Makalenin tümünün yer aldığı Felsefi Düşün’ün 18. Sayısını satın almak için burayı tıklayın.
Öz
Aristoteles’in insanı “konuşan hayvan” olarak gören bakış açısından hareketle Friedrich Nietzsche’nin “insanı aşma” amacı “dili aşma” amacı şeklinde yeniden yorumlanmalıdır. Nietzsche, dili dille aşmak için susma kabiliyetinin merkezi bir rol oynadığı yeni bir konuşma bulmuştur. Nietzsche’yi bir ‘kentaur’dan bir ‘yalıçapkını’na çeviren, yani sanatın, bilimin ve felsefenin melez bir konuşmasının sözcüsünden sonsuz dinginlik içinde hayatın derin ıstırabını ve neşesini şakıyan bir deniz kuşuna dönüştüren onun sessizlik ustalığıydı. Bu makale, Nietzsche’nin yazılarındaki “sessizlik” (Schweigen) kavramının metinlerarası bir okuması yoluyla filozofun dilin aşılması amacında esaslı öneme sahip farklı sessizlik türlerini ortaya koymayı ve sadece ne hakkında konuşmadığını değil, aynı zamanda konuşmasında nasıl sustuğunu da göstererek onun “sessiz konuşma”sının temel niteliklerini açıklamayı amaçlamaktadır.
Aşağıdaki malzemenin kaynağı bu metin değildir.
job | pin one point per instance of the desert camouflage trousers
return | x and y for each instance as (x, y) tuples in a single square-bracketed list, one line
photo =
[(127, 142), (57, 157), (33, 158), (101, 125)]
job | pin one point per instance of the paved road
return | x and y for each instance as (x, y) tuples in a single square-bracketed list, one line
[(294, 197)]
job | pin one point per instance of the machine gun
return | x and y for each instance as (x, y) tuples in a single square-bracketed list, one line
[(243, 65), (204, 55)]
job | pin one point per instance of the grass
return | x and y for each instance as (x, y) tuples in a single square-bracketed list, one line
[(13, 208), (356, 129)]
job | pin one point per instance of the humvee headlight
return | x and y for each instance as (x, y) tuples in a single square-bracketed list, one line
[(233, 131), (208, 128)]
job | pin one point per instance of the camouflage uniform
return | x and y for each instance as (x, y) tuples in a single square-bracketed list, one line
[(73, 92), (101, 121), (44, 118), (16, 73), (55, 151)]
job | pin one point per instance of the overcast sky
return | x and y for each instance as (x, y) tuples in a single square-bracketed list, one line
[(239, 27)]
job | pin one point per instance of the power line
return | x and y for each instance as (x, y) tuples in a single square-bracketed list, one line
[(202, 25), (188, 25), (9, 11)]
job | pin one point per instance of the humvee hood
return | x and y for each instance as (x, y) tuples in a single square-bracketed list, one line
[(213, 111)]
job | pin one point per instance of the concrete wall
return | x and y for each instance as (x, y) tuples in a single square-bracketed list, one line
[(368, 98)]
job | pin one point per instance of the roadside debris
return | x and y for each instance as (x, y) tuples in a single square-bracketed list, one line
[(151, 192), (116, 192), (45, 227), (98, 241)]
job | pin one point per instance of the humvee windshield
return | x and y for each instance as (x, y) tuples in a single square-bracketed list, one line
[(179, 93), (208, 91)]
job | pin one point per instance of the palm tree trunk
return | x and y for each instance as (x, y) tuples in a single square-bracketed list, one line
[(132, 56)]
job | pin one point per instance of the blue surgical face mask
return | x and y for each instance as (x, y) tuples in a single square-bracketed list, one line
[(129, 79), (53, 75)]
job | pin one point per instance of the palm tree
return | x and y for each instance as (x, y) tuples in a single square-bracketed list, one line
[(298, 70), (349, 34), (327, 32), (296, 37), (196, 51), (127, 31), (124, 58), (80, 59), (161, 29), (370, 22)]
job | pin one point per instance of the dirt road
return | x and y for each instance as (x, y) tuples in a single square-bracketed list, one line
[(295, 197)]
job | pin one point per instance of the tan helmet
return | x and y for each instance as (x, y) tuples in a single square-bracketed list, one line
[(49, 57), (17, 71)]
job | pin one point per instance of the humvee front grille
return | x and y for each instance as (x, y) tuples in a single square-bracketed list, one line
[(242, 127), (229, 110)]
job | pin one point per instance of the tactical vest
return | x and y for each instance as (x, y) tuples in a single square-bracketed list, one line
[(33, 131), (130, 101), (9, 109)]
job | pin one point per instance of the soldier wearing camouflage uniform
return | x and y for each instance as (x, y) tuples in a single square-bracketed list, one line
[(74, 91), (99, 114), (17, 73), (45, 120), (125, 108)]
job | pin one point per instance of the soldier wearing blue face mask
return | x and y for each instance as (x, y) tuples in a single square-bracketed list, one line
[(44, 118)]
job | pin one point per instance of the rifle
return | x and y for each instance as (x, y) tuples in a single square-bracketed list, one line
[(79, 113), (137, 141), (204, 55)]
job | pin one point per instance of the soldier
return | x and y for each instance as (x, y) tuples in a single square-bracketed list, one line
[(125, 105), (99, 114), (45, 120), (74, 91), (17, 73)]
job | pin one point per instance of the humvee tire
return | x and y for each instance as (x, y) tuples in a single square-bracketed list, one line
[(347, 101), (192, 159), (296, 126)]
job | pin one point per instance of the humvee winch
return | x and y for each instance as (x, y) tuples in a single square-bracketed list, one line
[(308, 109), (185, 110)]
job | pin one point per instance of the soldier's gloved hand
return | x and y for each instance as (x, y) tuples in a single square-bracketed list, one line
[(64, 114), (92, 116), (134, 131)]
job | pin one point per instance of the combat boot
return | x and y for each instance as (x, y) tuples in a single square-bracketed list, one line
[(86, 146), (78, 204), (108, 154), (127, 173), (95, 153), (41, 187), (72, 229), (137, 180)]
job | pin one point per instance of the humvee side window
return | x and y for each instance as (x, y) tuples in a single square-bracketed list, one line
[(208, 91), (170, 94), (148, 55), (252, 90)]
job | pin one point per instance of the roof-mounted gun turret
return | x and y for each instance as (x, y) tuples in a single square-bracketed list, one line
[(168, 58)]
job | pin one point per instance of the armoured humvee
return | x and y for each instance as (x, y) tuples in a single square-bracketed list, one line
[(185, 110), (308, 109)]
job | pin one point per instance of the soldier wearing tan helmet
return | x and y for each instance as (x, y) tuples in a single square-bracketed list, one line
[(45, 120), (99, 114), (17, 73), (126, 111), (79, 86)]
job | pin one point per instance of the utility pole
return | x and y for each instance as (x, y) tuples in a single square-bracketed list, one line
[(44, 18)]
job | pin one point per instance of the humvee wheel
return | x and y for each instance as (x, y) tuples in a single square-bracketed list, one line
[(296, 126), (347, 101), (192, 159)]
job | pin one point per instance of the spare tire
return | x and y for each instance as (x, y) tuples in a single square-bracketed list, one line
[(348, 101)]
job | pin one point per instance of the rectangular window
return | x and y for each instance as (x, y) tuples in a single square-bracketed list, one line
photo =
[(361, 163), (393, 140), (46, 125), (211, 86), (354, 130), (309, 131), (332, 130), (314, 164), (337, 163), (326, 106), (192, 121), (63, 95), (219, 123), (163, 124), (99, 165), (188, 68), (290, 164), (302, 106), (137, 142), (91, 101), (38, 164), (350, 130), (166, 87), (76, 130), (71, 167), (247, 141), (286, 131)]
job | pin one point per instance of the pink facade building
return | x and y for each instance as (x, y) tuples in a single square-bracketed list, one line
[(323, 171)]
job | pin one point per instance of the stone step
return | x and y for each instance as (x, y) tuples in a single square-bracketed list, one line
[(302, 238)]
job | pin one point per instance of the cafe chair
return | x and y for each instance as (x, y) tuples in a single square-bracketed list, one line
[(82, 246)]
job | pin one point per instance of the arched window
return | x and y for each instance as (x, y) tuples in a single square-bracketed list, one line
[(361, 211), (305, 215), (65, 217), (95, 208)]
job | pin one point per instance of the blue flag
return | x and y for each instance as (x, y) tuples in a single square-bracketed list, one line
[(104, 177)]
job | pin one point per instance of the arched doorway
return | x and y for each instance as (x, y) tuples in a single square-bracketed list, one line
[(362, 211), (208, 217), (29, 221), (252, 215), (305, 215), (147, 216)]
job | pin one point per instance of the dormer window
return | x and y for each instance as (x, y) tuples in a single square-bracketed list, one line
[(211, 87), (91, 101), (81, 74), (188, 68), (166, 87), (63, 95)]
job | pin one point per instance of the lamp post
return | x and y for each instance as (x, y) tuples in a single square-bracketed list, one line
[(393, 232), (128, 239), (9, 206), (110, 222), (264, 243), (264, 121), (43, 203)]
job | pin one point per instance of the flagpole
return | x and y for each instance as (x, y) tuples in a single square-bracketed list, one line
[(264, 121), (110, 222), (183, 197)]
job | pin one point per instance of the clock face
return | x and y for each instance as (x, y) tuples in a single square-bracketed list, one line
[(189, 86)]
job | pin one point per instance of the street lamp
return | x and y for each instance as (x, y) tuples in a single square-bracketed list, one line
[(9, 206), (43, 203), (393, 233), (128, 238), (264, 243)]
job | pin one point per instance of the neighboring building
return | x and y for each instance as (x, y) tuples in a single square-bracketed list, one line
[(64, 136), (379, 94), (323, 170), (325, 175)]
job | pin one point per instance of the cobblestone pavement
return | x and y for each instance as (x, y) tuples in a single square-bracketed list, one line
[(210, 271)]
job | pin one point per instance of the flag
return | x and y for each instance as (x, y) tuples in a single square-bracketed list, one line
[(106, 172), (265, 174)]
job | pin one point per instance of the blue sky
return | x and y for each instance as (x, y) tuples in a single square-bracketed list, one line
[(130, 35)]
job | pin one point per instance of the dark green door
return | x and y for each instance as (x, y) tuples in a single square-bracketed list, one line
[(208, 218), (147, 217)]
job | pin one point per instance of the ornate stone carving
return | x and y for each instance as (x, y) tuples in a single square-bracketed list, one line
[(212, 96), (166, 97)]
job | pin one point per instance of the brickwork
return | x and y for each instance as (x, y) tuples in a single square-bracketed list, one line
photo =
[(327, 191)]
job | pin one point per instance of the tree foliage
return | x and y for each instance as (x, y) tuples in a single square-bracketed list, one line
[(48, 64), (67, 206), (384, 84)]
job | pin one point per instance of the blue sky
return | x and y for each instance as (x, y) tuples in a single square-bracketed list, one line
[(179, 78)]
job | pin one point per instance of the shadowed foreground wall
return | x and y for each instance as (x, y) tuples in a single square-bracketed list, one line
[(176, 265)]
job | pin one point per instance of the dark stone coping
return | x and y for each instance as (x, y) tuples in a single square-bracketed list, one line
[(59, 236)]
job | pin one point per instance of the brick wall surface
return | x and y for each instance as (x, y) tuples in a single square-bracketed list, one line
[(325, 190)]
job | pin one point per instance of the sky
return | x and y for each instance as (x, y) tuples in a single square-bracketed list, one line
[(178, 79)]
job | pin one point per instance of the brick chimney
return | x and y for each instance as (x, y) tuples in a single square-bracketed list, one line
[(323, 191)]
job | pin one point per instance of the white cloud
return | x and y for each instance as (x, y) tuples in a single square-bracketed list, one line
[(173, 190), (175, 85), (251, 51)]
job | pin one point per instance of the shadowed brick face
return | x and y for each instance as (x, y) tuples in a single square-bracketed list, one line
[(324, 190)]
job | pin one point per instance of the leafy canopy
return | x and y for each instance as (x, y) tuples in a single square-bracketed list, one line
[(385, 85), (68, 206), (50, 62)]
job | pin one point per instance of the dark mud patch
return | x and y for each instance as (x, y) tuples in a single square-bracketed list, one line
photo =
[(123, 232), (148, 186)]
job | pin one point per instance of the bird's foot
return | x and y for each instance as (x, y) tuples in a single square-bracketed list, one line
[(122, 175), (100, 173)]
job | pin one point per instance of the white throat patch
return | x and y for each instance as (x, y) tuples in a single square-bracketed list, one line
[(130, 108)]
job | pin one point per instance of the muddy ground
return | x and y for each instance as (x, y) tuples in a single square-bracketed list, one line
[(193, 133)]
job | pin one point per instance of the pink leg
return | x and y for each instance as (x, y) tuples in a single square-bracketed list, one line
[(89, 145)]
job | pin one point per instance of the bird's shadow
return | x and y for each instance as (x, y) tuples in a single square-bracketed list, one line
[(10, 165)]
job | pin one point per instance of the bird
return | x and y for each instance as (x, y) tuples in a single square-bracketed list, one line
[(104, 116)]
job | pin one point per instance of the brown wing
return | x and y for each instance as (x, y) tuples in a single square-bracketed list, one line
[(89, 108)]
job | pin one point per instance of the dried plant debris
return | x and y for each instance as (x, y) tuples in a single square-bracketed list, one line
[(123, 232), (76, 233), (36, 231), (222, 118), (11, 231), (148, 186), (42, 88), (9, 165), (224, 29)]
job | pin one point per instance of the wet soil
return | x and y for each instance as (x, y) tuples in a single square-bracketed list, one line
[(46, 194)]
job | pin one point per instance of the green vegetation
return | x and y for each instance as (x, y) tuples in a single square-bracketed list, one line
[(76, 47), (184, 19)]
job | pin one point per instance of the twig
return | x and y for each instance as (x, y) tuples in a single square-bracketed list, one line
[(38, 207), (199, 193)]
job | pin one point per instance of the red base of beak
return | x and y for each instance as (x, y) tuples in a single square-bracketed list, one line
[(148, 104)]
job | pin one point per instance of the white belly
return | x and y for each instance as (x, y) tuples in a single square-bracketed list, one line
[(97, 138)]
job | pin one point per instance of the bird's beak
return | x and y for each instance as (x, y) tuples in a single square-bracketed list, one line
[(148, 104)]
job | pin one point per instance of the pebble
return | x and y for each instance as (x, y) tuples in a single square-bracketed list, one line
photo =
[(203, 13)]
Susuşun köle ve efendi ahlaklarına ait iki ana türü birbirinden ayrıldıktan sonra Nietzsche’nin “kış uykusu” ve “tefekkür” olarak kavramsallaştırdığı “çileci sessizliği” dili aşma amacıyla nasıl uyguladığı gösterilmekte, felsefesi karşısında çağdaşlarının benimsediği sessizlik ile dönemin siyaseti hakkındaki düşmanca suskunluğu ele alınmaktadır. Nietzsche’nin öznel, kısa ve öz, yumuşak ve yüksekten konuşma üslubunu irdeleyen bu makale, “aynının bengi dönüşü” fikrinde en mükemmel ifadesini bulan sessiz konuşmasının felsefesinin metafizik yanına denk düştüğünü iddia etmektedir.
Abstract
From Aristotle’s view of man as the “speaking animal”, Friedrich Nietzsche’s task of “overcoming man” must be reinterpreted as that of “overcoming language”. To overcome language via language, Nietzsche came up with a new speech in which the ability to keep silent plays a central role. Nietzsche’s mastery of silence transformed him from a ‘centaur’ into a ‘halcyon’, from a speaker of a hybrid speech of art, science, and philosophy into a seabird singing the profound agony and joy of life in infinite tranquility. Through an intertextual reading of the concept of “silence” (Schweigen) in Nietzsche’s writings, this article aims to reveal different types of silence that are of pivotal significance in the philosopher’s task of overcoming language and to set forth the main characteristics of his “silent speech” by demonstrating not only about what he did not speak but also how he kept silent in his speech. After separating the two major types of keeping silent belonging to slave and master moralities, it is demonstrated how Nietzsche practiced the “ascetic silence”, conceptualized as “hibernation” and “contemplation”, to overcome language, while his hostile silence about the silence of his contemporaries against his philosophy and the politics of the period are discussed. Examining Nietzsche’s style of speaking subjectively, briefly, softly, and loftily, this article claims that his silent speech, which finds its most perfect expression in the idea of “the eternal recurrence of the same”, corresponds to the metaphysical side of his philosophy.